В Чикаго было шесть часов вечера. В Бангоре Луис как раз приступил к своему обильному безвкусному ужину. Рэйчел и Элли почти не притронулись к еде. Каждый раз, когда Рэйчел смотрела на дочь, ее встречал мрачный насупленный взгляд, вопрошавший, что она собирается сделать, чтобы помочь папе. Она вообще что-нибудь собирается сделать?

Рэйчел вся извелась в ожидании, когда Джад позвонит ей и скажет, что Луис вернулся домой, и когда телефон все-таки зазвонил, она вскочила из-за стола — Элли чуть не опрокинула свой стакан с молоком, — но это была всего лишь приятельница Дори по бридж-клубу, которая звонила спросить, нормально ли та добралась до дому.

Когда они пили кофе, Рэйчел резко швырнула салфетку на стол и сказала:

— Папа… мама… простите, но мне нужно вернуться домой. Если будут билеты, я полечу уже сегодня.

Мать с отцом удивленно уставились на нее, а Элли с облегчением закрыла глаза, как это делают взрослые; на ее детском личике это смотрелось бы забавно, если бы не его восковая бледность.

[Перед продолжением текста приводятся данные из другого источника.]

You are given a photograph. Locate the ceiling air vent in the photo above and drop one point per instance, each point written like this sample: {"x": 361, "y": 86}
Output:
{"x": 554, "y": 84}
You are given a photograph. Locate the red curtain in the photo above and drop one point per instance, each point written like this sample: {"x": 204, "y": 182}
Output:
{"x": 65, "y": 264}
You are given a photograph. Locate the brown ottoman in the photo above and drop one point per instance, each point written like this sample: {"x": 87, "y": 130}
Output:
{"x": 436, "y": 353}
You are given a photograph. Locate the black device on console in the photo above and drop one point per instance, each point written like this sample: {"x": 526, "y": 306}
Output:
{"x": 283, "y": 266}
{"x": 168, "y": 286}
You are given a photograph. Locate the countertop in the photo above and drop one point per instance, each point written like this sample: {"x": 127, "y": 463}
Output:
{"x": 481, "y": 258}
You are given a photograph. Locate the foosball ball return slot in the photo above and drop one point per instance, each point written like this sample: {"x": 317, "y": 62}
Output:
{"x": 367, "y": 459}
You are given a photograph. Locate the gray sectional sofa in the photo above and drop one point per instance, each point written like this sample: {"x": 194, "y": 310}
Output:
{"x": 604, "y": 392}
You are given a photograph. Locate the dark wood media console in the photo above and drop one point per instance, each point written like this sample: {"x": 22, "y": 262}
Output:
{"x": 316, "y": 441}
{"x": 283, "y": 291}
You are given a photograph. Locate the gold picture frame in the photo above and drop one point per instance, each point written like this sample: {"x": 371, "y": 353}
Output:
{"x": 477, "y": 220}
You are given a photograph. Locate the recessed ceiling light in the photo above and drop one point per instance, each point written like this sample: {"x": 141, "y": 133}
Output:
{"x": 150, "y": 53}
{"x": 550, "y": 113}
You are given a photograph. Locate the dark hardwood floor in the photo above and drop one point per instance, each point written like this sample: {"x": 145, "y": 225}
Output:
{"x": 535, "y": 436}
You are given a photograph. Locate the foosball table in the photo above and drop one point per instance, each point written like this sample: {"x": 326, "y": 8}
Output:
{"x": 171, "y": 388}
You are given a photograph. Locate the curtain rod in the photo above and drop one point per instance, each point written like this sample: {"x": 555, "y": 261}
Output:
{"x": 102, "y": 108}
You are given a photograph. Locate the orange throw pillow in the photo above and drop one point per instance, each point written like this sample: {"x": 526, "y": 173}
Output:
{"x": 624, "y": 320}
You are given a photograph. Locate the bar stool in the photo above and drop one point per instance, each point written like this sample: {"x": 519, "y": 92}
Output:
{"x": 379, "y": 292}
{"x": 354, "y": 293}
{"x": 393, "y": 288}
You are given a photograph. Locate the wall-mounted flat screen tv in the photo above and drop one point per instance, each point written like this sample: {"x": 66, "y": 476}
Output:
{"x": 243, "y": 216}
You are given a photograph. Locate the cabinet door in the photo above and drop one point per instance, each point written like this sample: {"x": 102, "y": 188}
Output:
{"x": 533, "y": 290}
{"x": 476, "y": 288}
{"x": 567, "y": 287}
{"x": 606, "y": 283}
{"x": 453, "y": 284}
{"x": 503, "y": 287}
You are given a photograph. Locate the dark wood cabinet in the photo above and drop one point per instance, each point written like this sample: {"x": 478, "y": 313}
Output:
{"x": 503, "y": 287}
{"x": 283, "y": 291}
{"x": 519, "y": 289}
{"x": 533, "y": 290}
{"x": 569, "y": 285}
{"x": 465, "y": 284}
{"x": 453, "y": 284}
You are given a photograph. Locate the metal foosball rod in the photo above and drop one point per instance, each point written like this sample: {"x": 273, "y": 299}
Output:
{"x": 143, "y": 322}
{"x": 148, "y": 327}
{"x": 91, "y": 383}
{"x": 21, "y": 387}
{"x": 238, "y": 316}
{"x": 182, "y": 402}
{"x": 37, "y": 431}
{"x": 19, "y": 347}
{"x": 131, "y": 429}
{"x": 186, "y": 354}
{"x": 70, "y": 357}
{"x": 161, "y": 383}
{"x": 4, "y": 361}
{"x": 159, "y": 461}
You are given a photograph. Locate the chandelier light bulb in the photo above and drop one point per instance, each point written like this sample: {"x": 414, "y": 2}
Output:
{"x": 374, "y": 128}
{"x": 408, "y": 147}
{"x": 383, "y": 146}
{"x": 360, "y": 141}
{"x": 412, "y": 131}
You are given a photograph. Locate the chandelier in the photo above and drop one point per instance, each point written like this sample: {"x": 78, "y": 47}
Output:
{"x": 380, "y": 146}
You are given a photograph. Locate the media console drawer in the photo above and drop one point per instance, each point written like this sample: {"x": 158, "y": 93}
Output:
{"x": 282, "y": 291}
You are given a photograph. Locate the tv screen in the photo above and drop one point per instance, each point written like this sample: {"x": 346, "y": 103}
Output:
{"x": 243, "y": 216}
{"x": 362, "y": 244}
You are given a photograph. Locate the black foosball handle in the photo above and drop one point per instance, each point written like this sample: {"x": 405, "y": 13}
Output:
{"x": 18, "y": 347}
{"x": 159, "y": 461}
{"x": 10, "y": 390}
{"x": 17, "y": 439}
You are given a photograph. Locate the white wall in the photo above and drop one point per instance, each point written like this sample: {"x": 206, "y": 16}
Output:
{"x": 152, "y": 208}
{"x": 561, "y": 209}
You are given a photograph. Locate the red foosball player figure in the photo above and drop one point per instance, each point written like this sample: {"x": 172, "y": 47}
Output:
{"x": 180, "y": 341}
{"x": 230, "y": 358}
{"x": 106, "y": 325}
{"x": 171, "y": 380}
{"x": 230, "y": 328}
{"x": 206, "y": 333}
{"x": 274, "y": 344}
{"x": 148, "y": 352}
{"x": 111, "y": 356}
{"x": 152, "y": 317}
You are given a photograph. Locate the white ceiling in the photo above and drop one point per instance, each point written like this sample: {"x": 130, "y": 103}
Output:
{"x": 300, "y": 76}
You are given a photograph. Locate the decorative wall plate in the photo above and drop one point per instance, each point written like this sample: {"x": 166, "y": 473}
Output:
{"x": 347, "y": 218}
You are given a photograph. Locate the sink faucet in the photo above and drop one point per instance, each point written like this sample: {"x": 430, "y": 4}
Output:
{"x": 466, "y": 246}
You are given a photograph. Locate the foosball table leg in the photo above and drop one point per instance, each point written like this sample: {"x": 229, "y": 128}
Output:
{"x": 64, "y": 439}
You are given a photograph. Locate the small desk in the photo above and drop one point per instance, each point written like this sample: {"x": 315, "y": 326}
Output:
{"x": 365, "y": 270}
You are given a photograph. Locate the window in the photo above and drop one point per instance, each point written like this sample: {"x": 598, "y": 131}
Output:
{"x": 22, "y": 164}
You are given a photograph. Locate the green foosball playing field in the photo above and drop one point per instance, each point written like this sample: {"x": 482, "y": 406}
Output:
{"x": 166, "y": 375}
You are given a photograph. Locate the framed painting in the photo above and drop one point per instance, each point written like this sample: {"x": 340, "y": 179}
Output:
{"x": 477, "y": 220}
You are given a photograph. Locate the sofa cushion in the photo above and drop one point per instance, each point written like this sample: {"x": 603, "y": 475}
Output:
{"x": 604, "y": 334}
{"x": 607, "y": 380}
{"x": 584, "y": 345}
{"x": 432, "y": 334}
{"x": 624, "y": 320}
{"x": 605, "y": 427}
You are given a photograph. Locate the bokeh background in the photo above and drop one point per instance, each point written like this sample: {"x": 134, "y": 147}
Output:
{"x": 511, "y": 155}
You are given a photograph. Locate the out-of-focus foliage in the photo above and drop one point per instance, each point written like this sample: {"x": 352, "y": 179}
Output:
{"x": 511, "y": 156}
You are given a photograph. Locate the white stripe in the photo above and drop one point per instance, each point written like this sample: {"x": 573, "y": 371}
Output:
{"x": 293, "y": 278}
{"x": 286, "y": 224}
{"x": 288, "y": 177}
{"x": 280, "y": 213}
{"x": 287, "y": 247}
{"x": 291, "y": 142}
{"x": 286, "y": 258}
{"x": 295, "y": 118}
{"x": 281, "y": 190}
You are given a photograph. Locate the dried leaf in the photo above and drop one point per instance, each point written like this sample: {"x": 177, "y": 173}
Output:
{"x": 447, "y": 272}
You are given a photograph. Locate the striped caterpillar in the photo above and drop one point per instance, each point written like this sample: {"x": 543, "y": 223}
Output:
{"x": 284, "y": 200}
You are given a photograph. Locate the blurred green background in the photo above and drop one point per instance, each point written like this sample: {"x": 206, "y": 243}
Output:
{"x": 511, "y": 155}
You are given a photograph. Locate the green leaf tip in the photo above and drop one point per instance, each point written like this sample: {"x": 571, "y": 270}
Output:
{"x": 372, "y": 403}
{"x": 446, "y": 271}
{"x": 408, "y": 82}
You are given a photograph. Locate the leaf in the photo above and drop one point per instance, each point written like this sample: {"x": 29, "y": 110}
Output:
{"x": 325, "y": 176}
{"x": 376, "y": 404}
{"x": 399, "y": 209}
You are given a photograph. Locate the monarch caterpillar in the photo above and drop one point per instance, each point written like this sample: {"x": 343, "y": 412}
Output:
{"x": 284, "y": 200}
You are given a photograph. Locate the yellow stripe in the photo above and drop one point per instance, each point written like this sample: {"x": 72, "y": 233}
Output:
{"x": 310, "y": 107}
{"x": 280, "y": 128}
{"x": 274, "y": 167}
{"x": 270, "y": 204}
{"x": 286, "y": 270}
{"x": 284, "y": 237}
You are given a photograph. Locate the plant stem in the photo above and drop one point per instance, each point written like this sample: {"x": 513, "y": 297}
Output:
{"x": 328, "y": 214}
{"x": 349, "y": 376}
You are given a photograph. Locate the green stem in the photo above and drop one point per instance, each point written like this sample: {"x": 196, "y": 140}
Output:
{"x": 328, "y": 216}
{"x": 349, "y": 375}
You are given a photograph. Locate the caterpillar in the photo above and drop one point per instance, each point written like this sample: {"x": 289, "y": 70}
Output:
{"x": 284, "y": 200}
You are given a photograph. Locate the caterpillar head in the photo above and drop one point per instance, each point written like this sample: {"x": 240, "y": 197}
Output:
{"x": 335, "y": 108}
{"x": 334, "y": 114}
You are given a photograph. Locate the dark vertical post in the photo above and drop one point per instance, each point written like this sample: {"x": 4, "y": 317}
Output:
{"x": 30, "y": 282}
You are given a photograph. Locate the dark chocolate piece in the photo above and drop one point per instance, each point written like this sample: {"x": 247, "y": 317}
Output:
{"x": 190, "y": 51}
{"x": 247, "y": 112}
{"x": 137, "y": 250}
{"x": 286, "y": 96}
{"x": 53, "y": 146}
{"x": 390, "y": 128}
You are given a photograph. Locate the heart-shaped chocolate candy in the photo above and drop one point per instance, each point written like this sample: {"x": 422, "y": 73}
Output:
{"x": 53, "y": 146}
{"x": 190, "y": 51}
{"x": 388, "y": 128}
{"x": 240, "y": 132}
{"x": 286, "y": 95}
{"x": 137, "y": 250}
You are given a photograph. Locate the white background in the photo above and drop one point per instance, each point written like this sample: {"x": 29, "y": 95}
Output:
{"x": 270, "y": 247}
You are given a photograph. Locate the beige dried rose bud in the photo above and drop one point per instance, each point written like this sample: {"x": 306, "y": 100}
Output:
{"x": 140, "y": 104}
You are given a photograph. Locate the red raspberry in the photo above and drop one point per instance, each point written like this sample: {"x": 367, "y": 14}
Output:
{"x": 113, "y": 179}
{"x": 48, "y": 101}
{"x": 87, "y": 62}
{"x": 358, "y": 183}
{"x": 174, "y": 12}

Родители не понимали, что происходит, и Рэйчел ничего не могла объяснить. Она не могла объяснить, как легкий ветерок, едва шевелящий травинки, вдруг превращается в сокрушительный ураган, сметающий все на своем пути. Она не верила, что Элли услышала сообщение о смерти Виктора Паскоу в выпуске новостей и это известие отложилось в ее подсознании.